Question

I don't know what to do

find the nth term of each arithmetic sequence described.
-9, -7, -5, -3, ...for n=18

Answer 1

Just use this fomular
nth = a +(n-1)*d

Answer 2

"the nth, or last, term of an arithmetic sequence equals the first term plus (n-1) times the spacing between terms (d)."

What is d, the spacing between terms? How big is the jump from -9 to -7?

Answer 3

2

Answer 4

n is the index, or counter, of the terms. You could say, "seventh term" and let n = 7 represent that.

Answer 5

yes, "d" is 2.

Answer 6

What's the first term, a?

Answer 7

They all add up to 2

Answer 8

The given sequence is -9, -7, -5, -3, ..
What is the first term of this arithmetic sequence?

That's "a". Answer this, please: a = ?

Answer 9

a is 2

Answer 10

Actually, "d" is 2. "d" is the jump from one term of the sequence to the next. You were right on that.
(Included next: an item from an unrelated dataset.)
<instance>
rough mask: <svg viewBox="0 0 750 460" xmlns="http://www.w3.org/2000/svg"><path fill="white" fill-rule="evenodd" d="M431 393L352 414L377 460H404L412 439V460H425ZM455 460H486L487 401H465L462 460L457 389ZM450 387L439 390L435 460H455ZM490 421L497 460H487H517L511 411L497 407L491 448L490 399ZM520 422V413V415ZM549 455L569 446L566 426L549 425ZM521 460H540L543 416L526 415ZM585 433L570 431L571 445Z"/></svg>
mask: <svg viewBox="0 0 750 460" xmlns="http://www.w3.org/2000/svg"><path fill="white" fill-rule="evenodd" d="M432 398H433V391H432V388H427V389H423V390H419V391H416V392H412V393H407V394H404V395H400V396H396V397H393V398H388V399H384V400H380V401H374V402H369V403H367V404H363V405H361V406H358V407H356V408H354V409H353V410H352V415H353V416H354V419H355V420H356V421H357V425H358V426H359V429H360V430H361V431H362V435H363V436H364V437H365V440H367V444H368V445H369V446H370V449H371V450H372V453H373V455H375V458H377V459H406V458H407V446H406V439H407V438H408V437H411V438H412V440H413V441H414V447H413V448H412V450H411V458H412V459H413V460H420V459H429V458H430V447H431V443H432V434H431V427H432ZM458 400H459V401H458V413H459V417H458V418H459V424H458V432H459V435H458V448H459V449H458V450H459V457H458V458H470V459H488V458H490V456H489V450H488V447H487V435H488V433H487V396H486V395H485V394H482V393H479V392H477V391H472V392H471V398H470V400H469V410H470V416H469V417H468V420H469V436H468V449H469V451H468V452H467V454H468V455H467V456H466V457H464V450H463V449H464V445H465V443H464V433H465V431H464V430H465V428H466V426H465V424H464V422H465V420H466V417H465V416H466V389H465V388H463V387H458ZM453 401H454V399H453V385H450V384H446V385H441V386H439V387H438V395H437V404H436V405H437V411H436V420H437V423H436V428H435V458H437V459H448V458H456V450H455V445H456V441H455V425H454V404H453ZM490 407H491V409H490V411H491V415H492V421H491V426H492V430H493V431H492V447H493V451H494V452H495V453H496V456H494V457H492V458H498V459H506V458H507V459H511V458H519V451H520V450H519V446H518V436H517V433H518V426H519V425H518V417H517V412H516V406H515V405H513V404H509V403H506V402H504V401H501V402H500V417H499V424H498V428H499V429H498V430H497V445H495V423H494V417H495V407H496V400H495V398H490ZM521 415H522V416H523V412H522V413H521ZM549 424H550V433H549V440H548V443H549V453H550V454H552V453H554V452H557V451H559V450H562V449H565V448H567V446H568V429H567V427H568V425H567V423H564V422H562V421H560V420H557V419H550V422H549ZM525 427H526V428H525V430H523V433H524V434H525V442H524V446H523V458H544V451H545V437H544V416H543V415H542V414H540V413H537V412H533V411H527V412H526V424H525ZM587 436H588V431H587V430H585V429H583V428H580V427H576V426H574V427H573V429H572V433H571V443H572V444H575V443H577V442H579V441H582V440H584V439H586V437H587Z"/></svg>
But look at the sequence: -9, -7, -5, -3, ..
What is the first term of this sequence?

Answer 11

-9

Answer 12

That's correct.
Look at what we have now: a = -9
d = 2
n = 18

Please calculate (n-1). n-1 = ?

Answer 13

Again: nth term of arith sequence = first term of sequence plus (n-1)* jump

\[a _{n}=a _{1}+(n-1)d\]

Answer 14

What is

18
- 1
-------- ??

Answer 15

17

Answer 16

Don't you do distributive property???

Answer 17

You could, but it's easier simply to recognize that 18-1=17 and then multiply this (n-1) by d, or to multiply this 17 by 2. What is 17 * 2?

Answer 18

34

Answer 19

And the first term is -9.

The 18th term is then -9 + 34.

Please calculate this.

Answer 20

\[a _{18}=-9+34=?\]

Answer 21

Why is it a18 and not -9???

Answer 22

Got 25 btw